Although, of course, if you decide to take out a loan backed by your house , the people doing the loan will do their own valuation and lend on that basis.
It was exactly the same with Trump. The people who dealt with ignored Trump’s valuation, did their own, and did business on that basis, and testified that they were perfectly happy. Absolutely normal run of the mill business.
Meanwhile, Hunter Biden is declaring that the famous silver laptop does not belong to him, although some of the data on the laptop is also in Hunter Biden’s iCloud backup data, that Apple have released after being subpoenad…
If you’d been following, you’ve have found chatter about Weiss bubbling away for quite a while. https://apnews.com/article/hunter-biden-david-weiss-congress-republicans-aed25541b709a57371cdfe1582be0c5a
Weiss is Republican and was appointed acting assistant DA in Delaware by Trump, but then retained by Biden. Weiss briefly worked with Beau Biden when Beau was the Delaware attorney general in 2010. He was appointed by Garland and was and caused general complaints on fairness from the GOP congressmen/pro-Trump crowd when he cut a sweetheart plea deal for Hunter Biden on the gun charges due to apparently overbroad immunity elements and lack of clarity and issues of slow-walking the case. The plea deal was eventually thrown out by the judge in July 2023 and hence this case.
Hunter Biden appears to be a serial mess-up and this case is at the milder end of the things he’s been accused of, but has an element of schadenfreude since gun control is a policy advocated by his father, and the ‘Russian interference’ laptop has been verified as Hunter’s and included in evidence to show Hunter in possession of a gun.
Ah, Information! It would seem that Weiss cannot reasonably be dismissed as a Republican attack dog (unlike at least the Stormzy Daniels case against Trump). Good to know. No disagreement to the fact that Hunter is a serial mess-up, BTW.
Sorry for being ill-informed, but there is a limit to how much you get from Unherd and European MSM. Thanks for the info.

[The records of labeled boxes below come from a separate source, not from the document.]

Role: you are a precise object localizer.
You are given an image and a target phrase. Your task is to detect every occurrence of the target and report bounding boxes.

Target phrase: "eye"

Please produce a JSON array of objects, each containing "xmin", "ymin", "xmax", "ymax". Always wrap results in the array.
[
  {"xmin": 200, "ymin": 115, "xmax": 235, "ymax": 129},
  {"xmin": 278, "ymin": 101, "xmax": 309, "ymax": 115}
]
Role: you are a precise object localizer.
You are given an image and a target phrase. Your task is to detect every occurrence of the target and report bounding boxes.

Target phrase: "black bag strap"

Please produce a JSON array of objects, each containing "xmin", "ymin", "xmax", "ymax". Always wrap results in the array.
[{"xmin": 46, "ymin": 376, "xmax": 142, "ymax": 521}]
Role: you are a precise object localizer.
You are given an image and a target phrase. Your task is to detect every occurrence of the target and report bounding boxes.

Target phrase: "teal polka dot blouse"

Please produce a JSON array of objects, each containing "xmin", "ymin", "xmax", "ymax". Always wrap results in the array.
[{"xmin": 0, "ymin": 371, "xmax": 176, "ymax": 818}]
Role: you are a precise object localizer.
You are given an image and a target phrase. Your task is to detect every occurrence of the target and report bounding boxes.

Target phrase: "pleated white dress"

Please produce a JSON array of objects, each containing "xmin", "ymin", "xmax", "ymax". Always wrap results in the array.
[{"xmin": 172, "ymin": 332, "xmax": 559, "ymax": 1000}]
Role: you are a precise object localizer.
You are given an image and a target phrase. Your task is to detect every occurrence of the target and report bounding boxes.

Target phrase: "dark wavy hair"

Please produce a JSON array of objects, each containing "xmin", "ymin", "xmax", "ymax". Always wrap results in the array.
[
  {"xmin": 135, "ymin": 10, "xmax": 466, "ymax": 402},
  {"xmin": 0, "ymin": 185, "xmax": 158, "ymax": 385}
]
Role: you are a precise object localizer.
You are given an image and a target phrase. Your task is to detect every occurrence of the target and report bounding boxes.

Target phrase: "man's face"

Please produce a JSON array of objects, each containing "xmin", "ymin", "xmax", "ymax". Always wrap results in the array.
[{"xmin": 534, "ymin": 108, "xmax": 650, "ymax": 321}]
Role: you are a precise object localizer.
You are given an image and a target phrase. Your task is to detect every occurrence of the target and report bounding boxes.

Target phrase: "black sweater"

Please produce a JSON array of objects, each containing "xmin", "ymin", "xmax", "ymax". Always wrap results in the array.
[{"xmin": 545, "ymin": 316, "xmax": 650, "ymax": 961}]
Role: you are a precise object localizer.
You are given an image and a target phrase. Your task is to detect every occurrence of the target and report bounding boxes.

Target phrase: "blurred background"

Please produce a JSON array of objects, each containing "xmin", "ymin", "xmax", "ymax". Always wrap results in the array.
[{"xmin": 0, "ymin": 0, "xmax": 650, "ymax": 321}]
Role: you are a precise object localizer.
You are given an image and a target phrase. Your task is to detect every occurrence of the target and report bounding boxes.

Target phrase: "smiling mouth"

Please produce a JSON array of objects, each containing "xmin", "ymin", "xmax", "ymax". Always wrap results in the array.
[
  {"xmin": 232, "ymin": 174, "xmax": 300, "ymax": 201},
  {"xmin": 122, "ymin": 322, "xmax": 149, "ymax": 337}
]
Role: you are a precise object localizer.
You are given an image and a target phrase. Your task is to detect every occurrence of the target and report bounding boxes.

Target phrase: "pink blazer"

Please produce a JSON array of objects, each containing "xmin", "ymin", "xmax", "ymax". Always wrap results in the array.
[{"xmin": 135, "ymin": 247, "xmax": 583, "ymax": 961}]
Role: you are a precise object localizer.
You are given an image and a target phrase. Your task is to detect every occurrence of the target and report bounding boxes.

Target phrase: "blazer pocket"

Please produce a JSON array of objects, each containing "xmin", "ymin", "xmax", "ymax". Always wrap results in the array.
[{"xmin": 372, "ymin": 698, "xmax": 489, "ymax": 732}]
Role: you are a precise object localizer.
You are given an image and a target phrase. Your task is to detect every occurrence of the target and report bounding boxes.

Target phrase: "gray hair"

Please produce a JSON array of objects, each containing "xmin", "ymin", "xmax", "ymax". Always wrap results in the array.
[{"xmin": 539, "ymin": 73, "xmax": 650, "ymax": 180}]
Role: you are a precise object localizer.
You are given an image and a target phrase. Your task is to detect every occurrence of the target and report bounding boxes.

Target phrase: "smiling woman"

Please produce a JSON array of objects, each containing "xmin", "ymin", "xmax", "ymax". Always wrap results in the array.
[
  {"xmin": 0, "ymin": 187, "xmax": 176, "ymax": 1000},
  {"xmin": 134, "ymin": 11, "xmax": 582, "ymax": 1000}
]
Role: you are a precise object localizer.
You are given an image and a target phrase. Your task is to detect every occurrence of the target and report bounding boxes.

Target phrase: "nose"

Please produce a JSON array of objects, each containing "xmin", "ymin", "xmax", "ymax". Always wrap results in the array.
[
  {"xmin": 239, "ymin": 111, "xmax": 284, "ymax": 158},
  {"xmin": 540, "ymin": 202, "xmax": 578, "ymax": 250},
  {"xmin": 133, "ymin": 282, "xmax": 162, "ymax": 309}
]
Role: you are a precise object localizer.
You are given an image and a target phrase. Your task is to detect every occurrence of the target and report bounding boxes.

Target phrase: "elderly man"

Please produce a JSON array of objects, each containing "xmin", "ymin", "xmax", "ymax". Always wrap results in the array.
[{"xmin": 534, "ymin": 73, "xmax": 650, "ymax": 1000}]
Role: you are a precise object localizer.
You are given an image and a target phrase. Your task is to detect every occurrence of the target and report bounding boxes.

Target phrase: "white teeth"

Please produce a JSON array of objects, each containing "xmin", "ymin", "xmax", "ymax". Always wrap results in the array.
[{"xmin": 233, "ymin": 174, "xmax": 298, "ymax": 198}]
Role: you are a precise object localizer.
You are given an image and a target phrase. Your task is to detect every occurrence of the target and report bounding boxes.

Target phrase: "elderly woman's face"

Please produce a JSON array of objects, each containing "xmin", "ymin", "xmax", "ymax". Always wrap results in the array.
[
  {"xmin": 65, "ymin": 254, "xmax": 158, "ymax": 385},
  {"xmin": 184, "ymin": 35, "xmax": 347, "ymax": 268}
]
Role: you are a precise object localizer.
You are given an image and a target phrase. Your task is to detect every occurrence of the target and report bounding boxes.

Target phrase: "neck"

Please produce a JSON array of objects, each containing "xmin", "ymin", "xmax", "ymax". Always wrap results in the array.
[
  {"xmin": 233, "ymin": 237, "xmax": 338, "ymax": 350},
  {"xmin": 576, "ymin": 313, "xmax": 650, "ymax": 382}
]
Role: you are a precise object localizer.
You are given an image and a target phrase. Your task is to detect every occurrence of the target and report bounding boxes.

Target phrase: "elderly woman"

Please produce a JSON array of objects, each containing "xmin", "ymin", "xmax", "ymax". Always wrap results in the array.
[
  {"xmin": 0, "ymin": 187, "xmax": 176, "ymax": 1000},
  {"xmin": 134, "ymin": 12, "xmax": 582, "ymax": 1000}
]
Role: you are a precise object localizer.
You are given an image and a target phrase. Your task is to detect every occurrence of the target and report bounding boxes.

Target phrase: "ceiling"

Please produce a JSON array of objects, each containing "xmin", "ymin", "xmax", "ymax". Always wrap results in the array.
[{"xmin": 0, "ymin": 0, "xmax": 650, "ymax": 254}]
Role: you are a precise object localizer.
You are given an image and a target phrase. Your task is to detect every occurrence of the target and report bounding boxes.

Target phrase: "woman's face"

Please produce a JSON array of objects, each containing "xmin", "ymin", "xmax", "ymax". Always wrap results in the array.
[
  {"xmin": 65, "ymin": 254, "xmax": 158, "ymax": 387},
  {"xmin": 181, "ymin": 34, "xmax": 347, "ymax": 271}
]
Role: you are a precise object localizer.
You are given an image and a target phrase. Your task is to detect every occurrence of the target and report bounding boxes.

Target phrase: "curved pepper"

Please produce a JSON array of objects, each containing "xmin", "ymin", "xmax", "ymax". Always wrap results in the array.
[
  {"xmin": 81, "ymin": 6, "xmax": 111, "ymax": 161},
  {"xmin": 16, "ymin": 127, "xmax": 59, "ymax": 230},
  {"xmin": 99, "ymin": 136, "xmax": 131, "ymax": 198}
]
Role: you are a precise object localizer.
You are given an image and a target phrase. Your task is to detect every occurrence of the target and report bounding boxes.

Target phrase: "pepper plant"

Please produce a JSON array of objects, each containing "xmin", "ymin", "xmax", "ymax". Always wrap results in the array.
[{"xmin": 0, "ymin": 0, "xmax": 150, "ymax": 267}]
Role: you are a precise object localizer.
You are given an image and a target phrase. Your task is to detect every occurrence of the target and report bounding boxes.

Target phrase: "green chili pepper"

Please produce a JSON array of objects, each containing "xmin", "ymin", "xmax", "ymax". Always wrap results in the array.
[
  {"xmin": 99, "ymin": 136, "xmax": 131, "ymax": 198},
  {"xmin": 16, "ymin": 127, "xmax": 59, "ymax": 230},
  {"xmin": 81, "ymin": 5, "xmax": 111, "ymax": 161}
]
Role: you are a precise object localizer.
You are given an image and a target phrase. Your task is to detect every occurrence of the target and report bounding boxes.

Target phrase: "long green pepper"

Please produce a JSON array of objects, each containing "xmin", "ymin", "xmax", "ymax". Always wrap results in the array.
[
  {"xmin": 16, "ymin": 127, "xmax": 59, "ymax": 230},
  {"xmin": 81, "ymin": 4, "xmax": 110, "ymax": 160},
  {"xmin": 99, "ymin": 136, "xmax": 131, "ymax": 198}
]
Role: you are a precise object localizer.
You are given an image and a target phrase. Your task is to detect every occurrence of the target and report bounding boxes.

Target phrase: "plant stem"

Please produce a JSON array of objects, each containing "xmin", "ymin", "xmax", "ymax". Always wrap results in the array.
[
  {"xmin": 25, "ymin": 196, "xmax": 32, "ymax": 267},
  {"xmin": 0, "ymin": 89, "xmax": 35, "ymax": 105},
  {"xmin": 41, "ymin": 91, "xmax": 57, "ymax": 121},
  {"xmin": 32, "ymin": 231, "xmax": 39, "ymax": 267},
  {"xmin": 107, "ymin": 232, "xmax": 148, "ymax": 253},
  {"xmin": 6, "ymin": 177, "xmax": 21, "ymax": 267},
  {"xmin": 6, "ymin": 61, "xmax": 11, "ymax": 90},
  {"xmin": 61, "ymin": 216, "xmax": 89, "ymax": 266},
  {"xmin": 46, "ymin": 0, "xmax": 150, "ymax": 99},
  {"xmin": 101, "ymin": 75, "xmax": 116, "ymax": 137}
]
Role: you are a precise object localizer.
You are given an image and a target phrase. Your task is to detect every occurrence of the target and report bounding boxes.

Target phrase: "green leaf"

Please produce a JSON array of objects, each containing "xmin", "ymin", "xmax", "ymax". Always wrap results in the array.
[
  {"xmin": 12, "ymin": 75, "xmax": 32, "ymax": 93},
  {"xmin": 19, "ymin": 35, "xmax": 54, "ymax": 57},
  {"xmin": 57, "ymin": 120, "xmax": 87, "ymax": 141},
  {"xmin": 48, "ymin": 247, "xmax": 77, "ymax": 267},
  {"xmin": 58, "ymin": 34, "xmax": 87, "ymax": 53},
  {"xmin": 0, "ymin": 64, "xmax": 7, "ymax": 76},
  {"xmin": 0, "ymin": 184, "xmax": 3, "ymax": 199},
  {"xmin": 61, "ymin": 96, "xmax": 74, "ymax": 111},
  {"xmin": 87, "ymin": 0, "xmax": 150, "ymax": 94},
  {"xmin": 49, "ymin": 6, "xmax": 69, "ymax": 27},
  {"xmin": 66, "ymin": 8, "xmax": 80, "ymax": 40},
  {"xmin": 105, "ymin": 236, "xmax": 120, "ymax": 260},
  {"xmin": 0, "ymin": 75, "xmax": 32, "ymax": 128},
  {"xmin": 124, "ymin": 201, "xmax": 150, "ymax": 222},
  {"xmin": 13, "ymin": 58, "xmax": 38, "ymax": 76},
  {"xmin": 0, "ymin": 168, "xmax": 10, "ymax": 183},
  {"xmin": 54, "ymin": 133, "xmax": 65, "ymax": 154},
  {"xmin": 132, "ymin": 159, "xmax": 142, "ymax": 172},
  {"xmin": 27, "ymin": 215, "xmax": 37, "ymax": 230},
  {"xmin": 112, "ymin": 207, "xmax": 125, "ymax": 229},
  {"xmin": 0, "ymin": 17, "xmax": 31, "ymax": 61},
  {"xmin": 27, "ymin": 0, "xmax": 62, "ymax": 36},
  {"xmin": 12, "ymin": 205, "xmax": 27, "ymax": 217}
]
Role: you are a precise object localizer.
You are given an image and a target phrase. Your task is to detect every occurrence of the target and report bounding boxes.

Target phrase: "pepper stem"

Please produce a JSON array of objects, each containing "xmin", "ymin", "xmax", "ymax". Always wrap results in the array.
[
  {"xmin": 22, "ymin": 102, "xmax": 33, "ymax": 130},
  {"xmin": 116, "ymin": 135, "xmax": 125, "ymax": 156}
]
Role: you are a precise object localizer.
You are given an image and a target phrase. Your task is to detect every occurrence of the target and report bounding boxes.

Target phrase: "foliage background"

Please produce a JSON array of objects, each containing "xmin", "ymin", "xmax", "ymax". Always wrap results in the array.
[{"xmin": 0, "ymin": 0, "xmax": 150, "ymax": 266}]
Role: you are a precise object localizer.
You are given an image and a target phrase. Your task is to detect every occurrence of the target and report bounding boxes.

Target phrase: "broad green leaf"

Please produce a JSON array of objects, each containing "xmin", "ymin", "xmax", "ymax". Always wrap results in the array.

The ‘quality’ end of European MSM (not so much the UK) has a habit of publishing rehashed and translated opinion pieces ‘inspired by’ the NY Times, or occasionally the Washington Post.
The underlying quality is equivalent to reading an opinion piece about Europe in the NYTimes and getting shudders when you see how they warp facts and background you know in detail to fit a narrative for an America reader.
Tell it like it is, the American legal system is on trial. Do those born into the elite exploitative class face the same consequences as those born into the exploited classes. Strange that is even a story, we all know that the answer is NO.
How long before the laptop comes up? That’s my very most favourite conspiracy theory!
Come on lads, I know you are just itching to tell us about the horrors on Hunter’s laptop that you read about, erm, well Tucker said it so it must be so! Laptop from hell!!!!
No, no, no! You will have no such pleasure. We all memorised those pictures. Absolutely no need to repeat the horrors and give you pleasure you are begging for. The problem with socialist: they keep begging.
Lawfare! Unequal application of the law! The end of the world!
What else were you people saying last week as your fat felon god-king was humiliated in New York?
Calm yourself, CS.
How can I can be calm amongst this grotesque miscarriage of justice?!?!? It is literally the end of the world, or something like that! Lawfare! Weaponization of the justice system! Civil war has begun!
OH SHUT UP
The Biden administration has promised to crack (no pun intended) down hard on background checks for people who want to own a gun.
Only stringent background checks on application for guns can reduce America’s gun violence problem. Any irregularity in your application and the President will be ‘coming for you’.